Depois de ouvir os especialistas, o UOL entrou em contato com a Secretaria de Estado de Segurança Pública e solicitou um posicionamento a respeito das críticas e das reflexões narradas na reportagem. Em nota, a pasta informou que "a política de segurança nunca foi a do confronto" e citou que, "infelizmente, a polícia do Rio apreende oito mil armas de fogo por ano, aproximadamente 24 armas de fogo por dia, um (em junho foram três) fuzil por dia".

"A secretaria lembra ainda que uma política nacional de segurança passa prioritariamente pelo combate ao uso, comércio ilegal e o tráfico de arma de fogo de uso restrito, principalmente os fuzis."

Ainda na versão do órgão, o secretário estadual Segurança Pública, Roberto Sá, mantém "interlocução permanente com os comandos das polícias Militar e Civil, orientando-os na busca incessante de medidas que impactem na redução dos indicadores de violência, principalmente o de letalidade violenta."

"Mesmo em um cenário econômico antagônico, sem custos aos cofres públicos, a Secretaria de Estado de Segurança Pública criou medidas estruturantes como o GIOSP (Grupo Integrado de Operações de Segurança Pública), no CICC (Centro Integrado de Segurança Pública), e a delegacia especializada para o combate ao tráfico de armas, a Desarme, para atacar as causas da letalidade violenta. Além disso, o ISP (Instituto de Segurança Pública) capacitou os batalhões da Polícia Militar para o uso da ferramenta de análise criminal ISPGeo, que permite o acompanhamento das ocorrências criminais e, por consequência, um melhor planejamento da atuação policial."

Enterro do bebê Arthur

O corpo do bebê Arthur foi sepultado na tarde desta segunda-feira (31) no cemitério Tanque do Anil, em Duque de Caxias, Baixada Fluminense. Os pais da criança acompanharam a cerimônia, mas optaram por não falar com a imprensa.
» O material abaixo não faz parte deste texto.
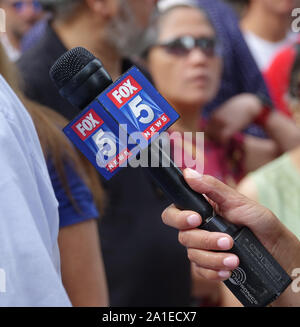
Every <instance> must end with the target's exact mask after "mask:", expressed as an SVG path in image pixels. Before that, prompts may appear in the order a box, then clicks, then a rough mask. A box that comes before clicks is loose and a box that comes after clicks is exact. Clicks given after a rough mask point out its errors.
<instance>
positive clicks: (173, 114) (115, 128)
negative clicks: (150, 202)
mask: <svg viewBox="0 0 300 327" xmlns="http://www.w3.org/2000/svg"><path fill="white" fill-rule="evenodd" d="M178 118H179V115H178V113H177V112H176V111H175V110H174V109H173V108H172V107H171V106H170V104H169V103H168V102H167V101H166V100H165V99H164V98H163V97H162V96H161V94H160V93H159V92H158V91H157V90H156V89H155V88H154V87H153V85H152V84H151V83H150V82H149V81H148V80H147V78H146V77H145V76H144V75H143V74H142V73H141V72H140V71H139V70H138V69H137V68H136V67H133V68H131V69H130V70H128V71H127V72H126V73H125V74H124V75H122V76H121V77H120V78H119V79H118V80H117V81H116V82H115V83H113V84H112V85H111V86H109V87H108V88H107V89H106V90H105V91H103V92H102V93H101V94H100V95H99V96H98V97H97V98H96V99H95V100H94V101H93V102H92V103H91V104H90V105H88V106H87V107H86V108H85V109H84V110H83V111H82V112H81V113H80V114H79V115H78V116H77V117H76V118H75V119H73V120H72V121H71V122H70V123H69V124H68V125H67V126H66V127H65V128H64V133H65V134H66V135H67V137H68V138H69V139H70V140H71V141H72V142H73V143H74V144H75V145H76V146H77V147H78V148H79V150H80V151H81V152H83V154H84V155H85V156H86V157H87V158H88V159H89V160H90V161H91V162H92V163H93V165H94V166H95V167H96V168H97V170H98V171H99V172H100V173H101V174H102V175H103V176H104V177H105V178H106V179H107V180H108V179H110V178H111V177H112V176H114V175H115V174H116V173H117V172H118V171H119V170H120V169H121V168H122V167H124V166H127V164H128V162H130V159H132V158H135V157H136V155H137V154H138V153H139V152H140V151H141V150H142V149H145V148H147V147H148V145H149V144H150V143H151V142H152V141H153V140H154V139H156V138H157V137H158V136H159V135H160V134H161V133H162V132H163V131H165V130H166V129H168V128H169V127H170V126H171V125H172V124H173V123H174V122H175V121H176V120H177V119H178ZM141 139H142V140H144V142H141ZM137 145H138V146H137Z"/></svg>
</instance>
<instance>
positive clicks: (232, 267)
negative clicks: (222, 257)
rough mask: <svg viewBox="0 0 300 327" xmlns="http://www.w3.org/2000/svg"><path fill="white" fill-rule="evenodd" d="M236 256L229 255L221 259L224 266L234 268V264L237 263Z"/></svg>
mask: <svg viewBox="0 0 300 327" xmlns="http://www.w3.org/2000/svg"><path fill="white" fill-rule="evenodd" d="M238 263H239V262H238V258H237V257H234V256H231V257H227V258H225V259H224V260H223V264H224V266H226V267H228V268H232V269H233V268H236V266H237V265H238Z"/></svg>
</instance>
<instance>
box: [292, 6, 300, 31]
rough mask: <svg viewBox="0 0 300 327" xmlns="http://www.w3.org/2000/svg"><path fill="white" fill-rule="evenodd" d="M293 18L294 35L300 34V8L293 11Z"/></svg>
mask: <svg viewBox="0 0 300 327" xmlns="http://www.w3.org/2000/svg"><path fill="white" fill-rule="evenodd" d="M292 17H294V18H295V19H294V20H293V21H292V31H293V32H294V33H299V32H300V8H295V9H294V10H293V11H292Z"/></svg>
Em nota, o hospital Estadual Adão Pereira Nunes, em Saracuruna, também em Duque de Caxias, informou que o menino teve uma piora no quadro clínico em decorrência de uma hemorragia. Ele estava internado há um mês.

"O paciente Arthur Cosme de Melo foi a óbito às 14h05 deste domingo (30), após apresentar piora de seu quadro clínico em decorrência de uma hemorragia digestiva intensa, por volta das 5h30. A família do paciente foi informada e esteve na unidade ainda pela manhã, quando recebeu todas as informações sobre o estado de saúde do paciente, que esteve gravíssimo nas últimas horas. Todos os procedimentos para reverter o quadro foram adotados, porém não houve resposta clínica do paciente", informou o hospital.

O corpo do bebê foi encaminhado para o IML (Instituto Médico-Legal), procedimento padrão em casos de violência --Arthur foi vítima de perfuração por arma de fogo. 

A Polícia Civil ainda não descobriu o autor do tiro que atingiu a criança e a mãe. O caso é investigado pela 59º DP (Duque de Caxias). Policiais militares contaram que estavam saindo da Favela do Lixão quando foram atacados a tiros por criminosos --e afirmam não ter revidado.